村の中ほどに、なかなか立派なお屋敷を見つけた幼女姿の神様は、一晩だけ休ませてもらおうと、お屋敷の門をくぐりました。
「ごめんくださーい」
広い屋敷の大きな玄関で声をかけても、返事はありません。
「ごめんくださーい。ごめんくださーい」
何度か声をかけると、屋敷の奥から、めんどうくさそうに、一人の中年男性がノロノロとやってきました。
男性は、なかなか立派な身なりをしておりますが、だらしなく太っていて、裸の少女をノラ犬でも見るような目で、見下ろしております。

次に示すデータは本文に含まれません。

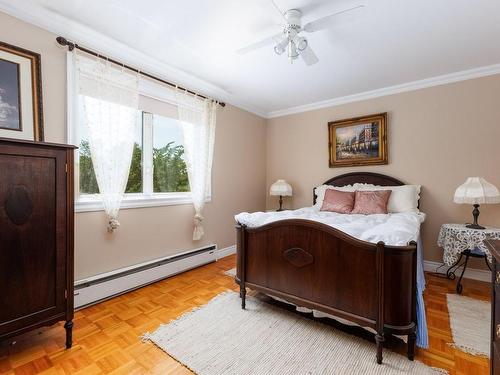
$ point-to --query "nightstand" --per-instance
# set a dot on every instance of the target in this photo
(458, 242)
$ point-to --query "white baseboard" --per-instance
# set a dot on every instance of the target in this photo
(107, 285)
(470, 273)
(230, 250)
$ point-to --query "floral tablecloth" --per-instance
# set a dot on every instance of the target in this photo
(455, 238)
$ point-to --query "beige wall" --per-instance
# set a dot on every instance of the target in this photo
(238, 176)
(437, 137)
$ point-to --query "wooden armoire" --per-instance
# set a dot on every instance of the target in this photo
(36, 236)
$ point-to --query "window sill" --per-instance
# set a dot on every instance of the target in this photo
(89, 203)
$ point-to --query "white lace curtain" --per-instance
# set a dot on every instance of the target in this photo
(110, 102)
(199, 117)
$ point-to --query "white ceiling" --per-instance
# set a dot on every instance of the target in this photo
(386, 43)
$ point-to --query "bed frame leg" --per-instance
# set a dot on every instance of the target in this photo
(243, 294)
(379, 339)
(411, 346)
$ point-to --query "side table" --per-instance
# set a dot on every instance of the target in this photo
(458, 241)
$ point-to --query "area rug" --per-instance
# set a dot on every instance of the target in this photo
(231, 272)
(470, 321)
(221, 338)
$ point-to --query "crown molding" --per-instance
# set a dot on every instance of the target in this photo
(48, 20)
(57, 24)
(391, 90)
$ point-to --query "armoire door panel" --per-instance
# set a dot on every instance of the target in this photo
(36, 236)
(28, 248)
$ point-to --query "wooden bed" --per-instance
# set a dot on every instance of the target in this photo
(319, 267)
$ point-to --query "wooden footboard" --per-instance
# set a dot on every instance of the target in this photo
(316, 266)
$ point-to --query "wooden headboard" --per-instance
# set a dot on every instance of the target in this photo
(361, 178)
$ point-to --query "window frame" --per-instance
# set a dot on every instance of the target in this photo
(148, 198)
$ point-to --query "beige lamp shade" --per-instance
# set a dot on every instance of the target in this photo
(281, 187)
(476, 190)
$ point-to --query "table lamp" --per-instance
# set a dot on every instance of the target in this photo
(476, 191)
(281, 188)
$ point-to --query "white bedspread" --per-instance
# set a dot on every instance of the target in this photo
(393, 229)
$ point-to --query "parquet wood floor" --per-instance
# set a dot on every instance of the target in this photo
(107, 335)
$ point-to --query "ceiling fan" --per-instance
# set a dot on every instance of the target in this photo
(290, 39)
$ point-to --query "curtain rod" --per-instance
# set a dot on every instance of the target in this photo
(71, 46)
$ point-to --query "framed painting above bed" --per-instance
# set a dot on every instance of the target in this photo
(21, 114)
(358, 141)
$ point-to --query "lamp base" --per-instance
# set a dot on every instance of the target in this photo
(474, 226)
(281, 204)
(475, 214)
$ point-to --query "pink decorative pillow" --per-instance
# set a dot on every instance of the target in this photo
(371, 202)
(341, 202)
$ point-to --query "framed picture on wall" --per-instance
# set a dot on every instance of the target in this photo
(358, 141)
(21, 115)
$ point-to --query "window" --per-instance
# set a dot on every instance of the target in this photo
(158, 173)
(169, 168)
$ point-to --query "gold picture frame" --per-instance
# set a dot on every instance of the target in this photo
(359, 141)
(21, 114)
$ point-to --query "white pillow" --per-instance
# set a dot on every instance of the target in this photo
(403, 198)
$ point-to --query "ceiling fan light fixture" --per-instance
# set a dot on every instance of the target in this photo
(292, 51)
(301, 43)
(280, 48)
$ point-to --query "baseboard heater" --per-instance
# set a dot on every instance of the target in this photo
(107, 285)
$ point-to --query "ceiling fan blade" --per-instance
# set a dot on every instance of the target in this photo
(326, 22)
(261, 43)
(309, 56)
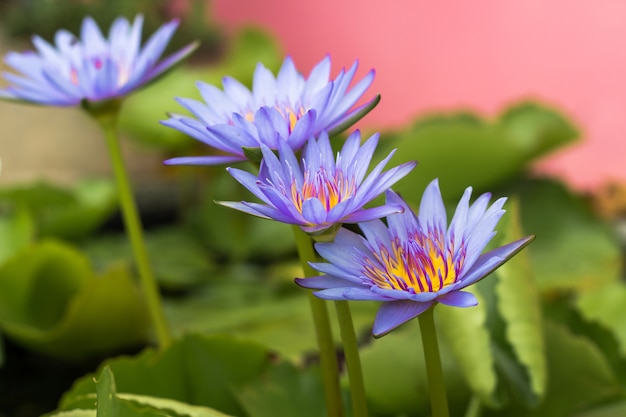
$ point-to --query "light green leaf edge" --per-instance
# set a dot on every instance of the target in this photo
(518, 303)
(110, 402)
(465, 332)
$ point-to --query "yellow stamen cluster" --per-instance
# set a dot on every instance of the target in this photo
(423, 264)
(330, 189)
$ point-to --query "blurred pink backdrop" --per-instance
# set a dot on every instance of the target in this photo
(480, 54)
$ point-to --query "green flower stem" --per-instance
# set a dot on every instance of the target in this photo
(434, 372)
(321, 321)
(134, 229)
(353, 361)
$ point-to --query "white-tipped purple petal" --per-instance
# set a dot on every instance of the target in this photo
(458, 299)
(296, 108)
(92, 68)
(322, 282)
(492, 260)
(432, 212)
(395, 313)
(349, 293)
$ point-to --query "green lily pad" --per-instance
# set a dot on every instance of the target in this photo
(51, 302)
(143, 110)
(108, 402)
(580, 377)
(606, 306)
(574, 250)
(65, 213)
(17, 230)
(463, 149)
(465, 331)
(233, 234)
(178, 260)
(198, 370)
(395, 375)
(518, 304)
(284, 391)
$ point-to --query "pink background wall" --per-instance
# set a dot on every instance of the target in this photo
(482, 54)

「これはこれは お屋敷のご主人ですか? わたしは 北のほうから南へと旅をしている 神でして–」
事情を説明しているにもかかわらず、中年男性は言葉をさえぎって、言い放ちます。
「なんだ、裸の子供ではないか。私は立派でゆうふくな人物か、金になりそうな大物としか会わん。とっとと出て行け!」
そう言うと、自らほうきを持ちだして、らんぼうに、裸の少女を追い出してしまいました。
「やれやれ、大変な目にあったなあ」
神様はまた南へ歩くと、村のはしで、小さな農家を見つけました。
「ごめんくださーい」
挨拶をすると、すぐに若い女性の声がします。
「はーい」
戸が開けられると、貧しい身なりでも綺麗な娘が、裸の幼女に気がつきました。
「あらまあ、こんな寒い日に、裸の女の子が。お前さん」
女性が家の中に声をかけると、若い男性がやってきます。
「裸の女の子だと? こんな寒い日に、低体温症になって風邪でもひいて肺炎にでもなったら 大変のことだ。すぐに上げておあげ」
若い男性も、貧しい身なりでしたが、裸の少女を手厚く招き入れました。
「これはご親切に。実はわたしは、北のほうから南へと旅をしている神でして。こんや一晩、土間のすみでけっこうですので、休ませていただけませんか」
少女が何を言っているのかわからず、二人はきょとんとします。
「まあ、信じられなくてもむりはない。こんな感じです」
と言いながら、幼女の身体が輝くと、ふわりと浮かびあがります。
「なんと! あなた様は 神様でございましたか!」
若い二人は、あわてて頭を下げて、尊意をあらわしました。
「いやいや、信じていただければ何より。それでは、ちょっと土間で 休ませてもらいましょう」
ショートカットの幼女神様が、土間に腰をおろそうとして、二人はあわてます。
「どうぞこちらへ。たっぷりと 温まってください」
「これからごはんにしますので、どうぞご一緒に」
神様を炉端の前にまねくと、女性が木の椀を三つ用意して、晩ごはんです。
「野菜の粥しか ありませんが」
「いやいや これは暖まります」
神様は、二人と食事を楽しみました。
若い二人は夫婦で、小さな畑で、米や野菜を育てております。
冬は農閑期なので、藁を使って草履をあんで、近々、山の向こうの街へと売りにゆく予定でした。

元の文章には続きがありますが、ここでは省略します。